"Could global warming be feeding the climate chaos? Experts say it’s too early to draw a direct link between climate change and El Niño, which occurs naturally every few years.
But they do say that climate extremes are becoming more frequent and unpredictable, making El Niño potentially even more destructive."

El Niño is set to hurt millions of Africans in early 2016 as rains fail to show

Could the same weather pattern that’s causing the balmy pre-Christmas weather in the East Coast and Midwest of the U.S. also be responsible for a punishing drought in southern Africa on the opposite side of the globe?

Scientists say yes—and they are pointing the finger at one of the most potent El Niño systems every recorded in the Pacific Ocean. The large pool of unusually warm water in the Pacific—perhaps the most extreme in 75 years—is forcing changes in normal weather patterns in the US, where it is keeping cold winter air firmly bottled up in the Arctic.

El Niño’s reach is also being felt in the sun-baked farmlands of rural Zimbabwe, Malawi and South Africa, where rains that usually start in October or November have simply not materialized this year.

Millions could suffer from famine if the pattern holds through the first few months of 2016 — as forecasters says it almost certainly will.

“Southern Africa is a particular and obvious concern,” said Maxx Dilley, director of the Climate Prediction and Adaptation division at the World Meteorological Organization. “A canonical effect of El Niño is drought in that part of Africa.”

Experts say this year’s El Niño is on par with the 1982-83 and 1997-98 seasons, which were the most extreme on record dating back to about 1950.

In the rural Madikwe district of South Africa, villagers are already praying for divine intervention.

“God, give us rain because we have a big problem,” Josephine Motsoasele told a gathering of 30 people, according to Agence-France Presse. “We can’t do anything.”

Why exactly does El Niño—which is named after Jesus because South American fisherman first noticed it around Christmas—have such a strong effect on Africa?
Scientists say the warm water of El Niño disrupts the powerful Pacific trade winds that flow from east to west and feed moisture into the tropical islands of Indonesia. That makes the archipelago cooler and drier than usual and in turn disrupts normal seasonal wind and current patterns in the Indian Ocean.

“The Pacific is so big and the area of warm water is so large that there is a shift in the circulation pattern around the globe,” said Wassila Mamadou Thiaw, a senior meteorologist with the U.S. National Oceanic and Atmospheric Agency (NOAA).
Off the east African coast, normal wind and current patterns tend to drive bands of warm water and moisture to the south during the southern hemisphere spring and summer. When El Niño is in effect, there is less moisture in general and warm currents and the rains they bring sometimes stay closer to the equator, depriving southern Africa of that moisture.

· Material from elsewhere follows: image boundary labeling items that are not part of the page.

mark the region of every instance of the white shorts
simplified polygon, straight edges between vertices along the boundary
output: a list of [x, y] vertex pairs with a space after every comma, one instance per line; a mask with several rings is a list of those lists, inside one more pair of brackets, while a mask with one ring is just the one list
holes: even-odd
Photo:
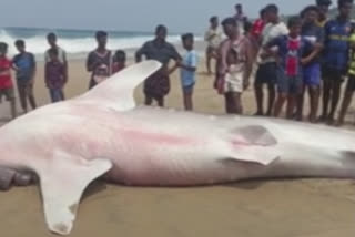
[[240, 76], [232, 78], [231, 74], [225, 75], [224, 80], [224, 93], [244, 91], [243, 80]]

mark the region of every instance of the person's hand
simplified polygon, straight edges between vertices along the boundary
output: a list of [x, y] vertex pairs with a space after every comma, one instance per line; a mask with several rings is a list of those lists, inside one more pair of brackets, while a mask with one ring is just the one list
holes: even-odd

That pattern can lead to heavy rainfall in East Africa and the danger of flooding in Uganda, South Sudan, parts of Kenya and the Horn of Africa.

The impact on southern Africa is potentially much more dangerous because the region is semi-arid and relies on rains during the southern summer to produce staple crops, especially maize. Take away those rains, and millions of subsistence farmers will face starvation.

One reason for some hope is that El Niño does not always bring season-long drought in southern Africa — and in fact the 1997-98 season produced close to normal rains in the region despite that year’s record El Niño.

The Famine Early Warning System, a U.S.-government multiagency group, predicts up to 2.8 million people could face acute food shortages in Malawi alone. The maize harvest in Zimbabwe will be cut in half. UNICEF says 11 million children could go hungry.

South Africa, the economic engine and breadbasket of the region, is already warning of widespread crop failures.

Could global warming be feeding the climate chaos? Experts say it’s too early to draw a direct link between climate change and El Niño, which occurs naturally every few years.
But they do say that climate extremes are becoming more frequent and unpredictable, making El Niño potentially even more destructive.

“The term that’s often used is that it’s like a system on steroids,” said Nathan Moore, an assistant professor at Michigan State University who is an expert on the impact of climate change on Africa.